How the Jan. 6 Committee Successfully Got Inside Donald Trump's Head

The House Select Committee investigating the January 6 Capitol attack showed on Monday how former President Donald Trump still pushed ahead with his false election fraud claims, despite being repeatedly told he had fairly lost to President Joe Biden.

During the second day of live televised hearings, the panel detailing the events which led up to the insurrection at the Capitol showed in live and recorded testimony how Trump stubbornly refused to concede that he did not in fact beat Biden in 2020.

Instead of admitting defeat, Trump instead went on to push even more outlandish claims—including that Dominion voting machines were rigged in favor of Biden despite no evidence to back this up—as well as pin his hopes on dozens of court cases that were virtually all thrown out.

After weeks of ignoring advice from his campaign advisers, top government officials and even his own family members, Trump's insistence that the so-called "Big Lie" was the truth resulted in a mob of his supporters storming the Capitol on January 6, 2021, in an attempt to stop Congress certifying the election results in favor of Biden.

trump head jan 6
Donald Trump speaks during the American Freedom Tour at the Austin Convention Center on May 14, 2022 in Austin, Texas. Brandon Bell/Getty Images

"The January 6 committee has done a good job 'getting inside Trump's head' and showing the American people that Trump knew that his election fraud claims were bogus," Neama Rahmani, former federal prosecutor and president of West Coast Trial Lawyers, told Newsweek.

"The witnesses who testified have generally fallen into two categories: those who talked about what they said to Trump and those who testified about how the riots and voter fraud claims affected them.

"The statements made to Trump are important to show his state of mind in the days and weeks after the election."

The committee showed recorded testimony from former Trump campaign manager Bill Stepien, who was due to appear at Monday's hearing in person but pulled out after his wife went into labor.

One of the key moments from Monday's hearing was when Stepien described how Trump chose not to believe "Team Normal"—who were telling the then-president not to declare himself the winner on election night in November 2020 because they had to wait until early and mail-in ballots were counted.

Instead, Trump chose to listen to "Team Crazy," which consisted of his "apparently inebriated" attorney, Rudy Giuliani, who advised the then-president to prematurely and falsely declare he had already won the election.

William Barr, the former U.S. attorney general who quit in December 2020 after refusing to support Trump's voter fraud claims, also described how Trump had become "detached from reality" and showed no interest in hearing the truth about the election.

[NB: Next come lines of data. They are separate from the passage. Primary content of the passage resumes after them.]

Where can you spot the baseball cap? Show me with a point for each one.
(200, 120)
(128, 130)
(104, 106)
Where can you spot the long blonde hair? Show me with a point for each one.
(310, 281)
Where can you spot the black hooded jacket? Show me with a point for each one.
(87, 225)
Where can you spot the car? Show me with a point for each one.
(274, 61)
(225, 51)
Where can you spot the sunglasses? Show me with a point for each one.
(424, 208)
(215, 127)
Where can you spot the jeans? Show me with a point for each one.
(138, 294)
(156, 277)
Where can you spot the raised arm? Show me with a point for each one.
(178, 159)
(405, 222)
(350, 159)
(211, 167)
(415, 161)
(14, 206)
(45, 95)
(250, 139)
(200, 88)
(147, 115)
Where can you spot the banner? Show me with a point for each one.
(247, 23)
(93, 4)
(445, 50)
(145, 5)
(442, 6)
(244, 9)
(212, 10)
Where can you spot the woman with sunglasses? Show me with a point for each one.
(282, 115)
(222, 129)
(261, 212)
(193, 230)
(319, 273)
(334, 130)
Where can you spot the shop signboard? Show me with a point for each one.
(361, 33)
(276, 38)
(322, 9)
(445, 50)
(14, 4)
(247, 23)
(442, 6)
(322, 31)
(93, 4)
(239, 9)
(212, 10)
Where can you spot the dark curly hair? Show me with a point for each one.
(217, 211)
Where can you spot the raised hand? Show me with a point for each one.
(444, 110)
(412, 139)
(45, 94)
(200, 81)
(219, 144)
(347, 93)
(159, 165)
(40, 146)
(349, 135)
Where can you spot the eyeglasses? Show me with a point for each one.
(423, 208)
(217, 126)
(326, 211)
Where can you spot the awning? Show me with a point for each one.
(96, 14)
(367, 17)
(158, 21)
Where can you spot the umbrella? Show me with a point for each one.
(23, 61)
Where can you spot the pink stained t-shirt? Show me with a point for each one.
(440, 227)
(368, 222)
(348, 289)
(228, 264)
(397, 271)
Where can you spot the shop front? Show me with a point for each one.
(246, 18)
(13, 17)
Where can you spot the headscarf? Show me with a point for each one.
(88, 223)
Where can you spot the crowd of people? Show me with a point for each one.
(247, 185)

"Before the election, it was sometimes possible to talk sense to the president," Barr said in videotaped testimony played Monday.

"But I felt that after the election, he didn't seem to be listening. There was never an indication of interest in what the actual facts were."

Barr also claimed that he had asked some of Trump's closest allies in the weeks after the election, who also expressed some sort of concern.

Recorded testimony revealed Barr said after a meeting with Trump in November 2020, that he asked then-White House Chief of Staff Mark Meadows and Trump's son-in-law Jared Kushner: "How long is he going to carry on with this stolen election stuff?"

Barr told the panel that Meadows assured him that Trump "knows there's a limit to how far he can take this" and will soon stop pushing the unsubstantiated claims.

Kushner was said to have replied, "We're working on this," according to Barr.

Kushner is married to the former president's eldest daughter, Ivanka Trump, another key member of Trump's inner circle who pushed back on the election fraud claims. During Thursday's opening hearing, a brief was played from Ivanka Trump's testimony in which she said she "accepted" Barr and the Department of Justice's stance that there was no evidence of voter fraud.

Despite Meadows' assurance that Trump would soon stop pushing the false elections claims, the former president still continued to do so more than 18 months later, including a 12-page tirade issued in the wake of the hearings.

The panel also claimed that one of the reasons that Trump insistently kept on pushing the false election fraud claims was so he could obtain donations from his irate supporters.

In her opening statement, Rep. Zoe Lofgren, a California Democrat and panel member, said supporters gave millions of dollars to Trump's team on the assumption it would be used to cover legal costs fighting the false election fraud claims in the courts.

"But the Trump Campaign didn't use the money for that. The 'Big Lie' was also a big-rip off," Lofgren said.